Eskiden ‘biji Apo, serok Apo’’ naraları atarak Kürt hareketi içerisinde kendisine yer bulmaya çalışanlar şimdi ise yerini Öcalan’ı tasfiye ve devre dışı bırakarak yeni bir yol haritası çizme eğilimine girdi. Sanki Öcalan’ın yerini alabilecek kabiliyette liderlik vasfı olan bir başka alternatifleri varmış ve akan kanı durduracak yetkinlikte başka bir önderleri varmış gibi…
Tüm bu yaşanan olaylar, sokak eylemlerinde 40 kişinin ölümü ve çözüm sürecine dair aksaklıkların yaşanmasına dair Başbakan Ahmet Davutoğlu çözüm süreciyle alakalı bir konuşma yaparak bilgi verdi. Davutoğlu açıklamasında ‘’Çözüm süreci her şeyden önce halkımızın sahiplendiği bir süreç. Temaslarımız devam ediyor. HDP Türkiye'de anayasal kanunlar çerçevesinde davranmaya devam ederse görüşmelerimiz devam eder. Ama kamu düzenini bozmaya yönelik eylemler içerisinde olmamaları gerekiyor. Şiddet, terör, izinsiz eylem, can ve mal kaybına yol açacak tutumların dışında olmaları ve bunlara karşı tavır almaları durumunda muhatap oluruz." diyerek şiddet ve terörizme müsamaha etmeyeceklerini açıkladı.
Başbakan Davutoğlu’na cevaben bir basın açıklaması da HDP Milletvekili S.S.Önder yaptı. Açıklamasında ‘’ "Sayın Öcalan’a saygısızlık etmeyi aklınızdan bile geçirmeyin! Aklınıza da ağzınıza da almayın. Bu bir tehdit değil, tespittir" diyen Önder’in konuşmasını tersten okuyacak olursak ; Öcalan'a saygısızlık edin ve saf dışı bırakın diyor ve ciddi bir önermede bulunuyor. HDP Eş Genel Başkanı Selahattin Demirtaş halkı sokağa çağırmaktan imtina etmiyor. Dikkatinizi çekerim ki bu çağrıyı yapan Demirtaş sadece bir partinin Eş Genel Başkanı değil, aynı zamanda bu ülkeyi yönetmeye talip olmuş bir Cumhurbaşkanı adayıdır! Demirtaş, Tuğluk ve Önder’in tutumunu alt alta koyup toplayacak olursak; Öcalan’ı ivedi olarak devre dışı bırakma, AK Parti Hükumetini devirme planları ve ülkeyi kaotik bir ortama sokma çabasında oldukları çıkıyor ortaya.
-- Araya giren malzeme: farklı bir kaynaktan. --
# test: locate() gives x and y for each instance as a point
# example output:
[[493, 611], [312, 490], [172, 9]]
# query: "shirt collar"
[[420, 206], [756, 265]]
Bir asra yaklaşan Kürt sorununu, 30 yıllık PKK’yı görmezden gelerek AK Parti hükumetinin barış sürecini bir günde çözüme kavuşturabileceğini sanmak safdillikten başka bir şey değil. 30 yıllık silahlı eylemleri, sivil, asker ve dağ kadrosundaki ölümleri hiç yaşanmamış sayarak kabuk bağlamış büyük yaranın bir günde iyileşebileceğine inanmak ve inandırmaya çalışmak art niyetten başka bir şey değil.
40 kişinin öldürüldüğü sokak olaylarını halkın sağduyusu ve çözüm sürecini sahiplenmesi nasıl sona erdirdiyse ortaya çıkması muhtemel başka olayları da başlamadan bitirecektir.
Ortadoğu Çıkmazı
Durum ve koşullar ne olursa olsun Türkiye’de kaos yaratmaya yönelik oluşturulan suni bir gündem ve gerçek bir siyasi yıkım var. Kobanê sanki Türkiye’nin bir kasabasıymış gibi sokak eylemleri yaparak  masum insanları öldürmek ve eylemleri yapanların maskelere bürünmesi sadece çözüm sürecini değil ülkede bir iç savaş çıkararak infial yaratmaktır.
Ortadoğu’da dengeler ve liderlikler yıkılırken, değişimin içinden gerçek bir adaletin çıkacağını telakki etmek şu an için deli saçmasından başka bir şey olamaz. Fakat koşullar ve şartlar ne olursa olsun, bu coğrafyanın bütün halkları barışı ve adaleti samimiyetle istiyor. Adil bir yönetim ve hakkaniyetli liderler Ortadoğu halklarının taleplerini karşılayacak güçlü bir sistemi gerçekleştirecek. Ve bu oluşumda çözüm sürecinin ve Türkiye’nin varlığının önemli payı ve rolü olacak. Bu sistem gerçekleşirken IŞİD ve mantar gibi çoğalan terör yapılanmalarının yok edilmesi de zaman alacak.
Mantar da çabuk çoğalır fakat içi çabuk kurtlanır. IŞİD’i kuran, destekleyen, maddi ve lojistik silah yardımı yapan emperyalist ülkeler bilmelidir ki bu terörün eli zayıflamaya başladığında silahlar kendilerine çevrilecek.